Click on picture for more information about the Shakespeare Theatre of Washington D.C.

     It is also interesting to consider the names Shakespeare chooses for the women in Coriolanus' life: Volumnia and Virgilia.  Shakespeare, an actor himself, is said to have been extremely interested in word sounds.  For instance, he will give a sinister character a lot of "s" sounds to make him/her sound evil, reminiscent of a serpent.  The names Volumnia and Virgilia sound unmistakably like female sexual organs.  What would Freud say?

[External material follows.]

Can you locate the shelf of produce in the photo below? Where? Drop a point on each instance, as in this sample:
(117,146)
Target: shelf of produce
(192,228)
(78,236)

     According to Freud's Oedipus Complex, a young boy has sexual urges for his mother.  Coriolanus' mother's name, Volumnia, sounds like voluptuous or vulva, both words largely associated with sex.  The woman he marries, Virgilia, has a similar name, and it also calls to mind sexual images.  Both names are three syllable words that start with the letter "v," have the emphasis on the second syllable, and sound like female sexual organs.  Therefore, because Coriolanus cannot have sexual relations with his mother, he marries a woman with an almost identical name, who can provide a healthier outlet for his unresolved sexual tensions.